The Dead Lake by Hamid Ismailov (trans. Andrew Bromfield)

-By Richard T. Watson

A generation or more grew up in the Cold War shadow of the Bomb, fearing the effects of the nuclear technology that was the focus of an arms race between the world’s two superpowers. But it’s unlikely that any of them were affected in quite the same way as Yerzhan, the Kazakh violin prodigy in Hamid Ismailov’s novella The Dead Lake (translated by Andrew Bromfield).

The Dead Lake Hamid Ismailov

The title might sound at odds with the fact that this is part of Peirene Press’ Coming of Age series, but actually the lake in question is very much an important part of Yerzhan’s childhood and the event that defines his future life. Growing up in Soviet-era Kazakhstan, Yerzhan’s life changes forever when he takes a forbidden dip in the dead lake, and he becomes the Boy Who Never Grows Up.

There is, in that sense, a fairy tale feel to the story – though we’re halfway through the book before Yerzhan has his illicit swim, and Ismailov complicates things further by starting his story with an adult Yerzhan (still physically a young boy) on a train. In fact, from the off, there’s a sense that all is not as it should be, because we meet, early on, a young boy playing the violin like a seasoned pro. That disconnect between Yerzhan’s physical appearance and his emotional and intellectual development is something I’ve never quite found in the likes of Peter Pan.

This is an interesting story for Peirene to chose for their Coming of Age series: Yerzhan’s physical growth is halted, but his intellectual and emotional growth continue. If anything, they are accelerated, and he almost skips the adolescent phase to jump straight into jaded, cynical adult. It’s fascinating as an exercise in isolating areas of a character’s development and examining how those areas might interact.

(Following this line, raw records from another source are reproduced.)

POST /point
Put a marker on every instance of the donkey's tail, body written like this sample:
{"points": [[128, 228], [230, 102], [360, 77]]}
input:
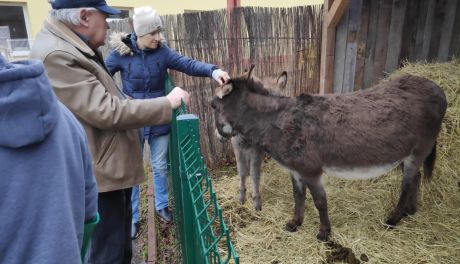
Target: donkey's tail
{"points": [[428, 164]]}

Speaking of Peter Pan, Western literature’s own Boy Who Never Grows Up, it’s worth considering why these boys don’t grow up, and the reasons are very different. Peter Pan stays young because he wants to (and he’s in Neverland, with fairy dust etc.), but Yerzhan very much wants to grow up. Even before the dead lake, he’s sick of being a child and wants to be a man. Unlike Pan, he resents his youthful state and, far from seeking friends in other young/lost boys, hides away from his peer group. For Yerzhan, an important part of his identity – he’s the biggest boy in the class at one time – is lost along with his ability to age, and it’s remarkable to remember how much importance young children place on their relative positions within peer groups, and how that is all determined by age and who looks older. Yerzhan becomes an anomaly at school, excluded from his own age group and not old enough to join the adults. When first meeting him on the train, before the story of his childhood is told, the adult narrator mistakes (essentially adult) Yerzhan for a child, which must be a common and – from Yerzhan’s reaction – frustrating experience.

The disconnect that Ismailov sets up with his central character is present too in the setting of Yerzhan’s story. Like many good fairy tales, there is an underlying sense of menace throughout, and the feeling that the bleak, lifeless landscape may not be so harmless as it appears. Yerzhan grows up in a two-house village, where the only job is to switch the points on the train track every now and then: not far from a secret government facility where his uncle works on developing new atomic weapons for the Soviet Union. The Kazakh steppe and the test facility are almost active in their dismissal of life, as though nature and human behaviour are conspiring to make the area lifeless and uninhabitable. Even the former buildings have been reduced to twisted shards of concrete and metal spars – while the people are increasingly cancer-prone and possibly infertile. But even beyond that is the unspoken in the relationships in Yerzhan’s family, where it’s never quite clear who’s been sleeping with whom and who continues to sleep with whom.

On top of that, Ismailov never lets up with the shadow hanging over everything and everyone growing up in the early Cold War years: the ever-present threat of nuclear war. Yerzhan’s uncle, committed to the USSR’s nuclear program, repeats his catchphrase about not only catching up to the Americans in terms of nuclear weapon production, but overtaking them. Here, for Western audiences, is a glimpse of how the other side thought of the Cold War, and it turns out to be much the same as in the West. This Soviet scientist talks like it’s all a big stockpiling race, and not a process of neutering the landscape and people in preparation for ultimate war.

In the end, I think it’s the shadow of the devastated landscape that stays with the reader longest, but it’s a landscape haunted by the life that Yerzhan could have had, to say nothing of the ghosts of things unsaid and might-have-beens that litter the Kazakh steppe in Ismailov’s novella.